ROCHESTER, N.Y. (AP) - A landscape gardener who strangled and raped a 14-year-old girl in 1962 has come up with a new reason why his life sentence should be thrown out: exposure to insecticides.
James R. Moore, however, failed once more in court Thursday to have his sentence set aside again. One of the reasons he had cited was exposure to dieldrin.
The insecticide was banned in New York in 1985 because it can cause damage to the liver and central nervous system. In Rachel Carson's 1962 book, "Silent Spring," which examined the effects of pesticides on the environment, it was blamed for causing mania.
"I was aware that the handling of the toxins were responsible for the increasing number of 'episodes of mania' I was experiencing during the last few years I worked as a landscaper," Moore said before Thursday's brief hearing before Monroe County Judge William Bristol.
"I know now that they were the true cause of the 'depraved act' on the young girl I murdered."
Moore, 62, argued that he should be freed because his symptoms have disappeared. He said he believed he would be sent to an institution for the criminally insane, rather than a prison, when he pleaded guilty to first-degree murder.

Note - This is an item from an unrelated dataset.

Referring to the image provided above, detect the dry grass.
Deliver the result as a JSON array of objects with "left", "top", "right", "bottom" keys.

"It's irrelevant," prosecutor Robert Mastrocola, who will argue against Moore's plea, said in today's Rochester Democrat and Chronicle. "It doesn't matter why he did it. He admitted what he did and accepted the sentence."
Moore killed Pamela Moss near her home in the Rochester suburb of Penfield while on probation for molesting two girls near Buffalo. He then raped her and dumped her body in a water-filled gravel pit.
The body was found two days later and Moore, who had been fixing up a neighbor's lawn, confessed. He was spared execution when the girl's parents agreed to a guilty plea in exchange for a life sentence without possibility of parole.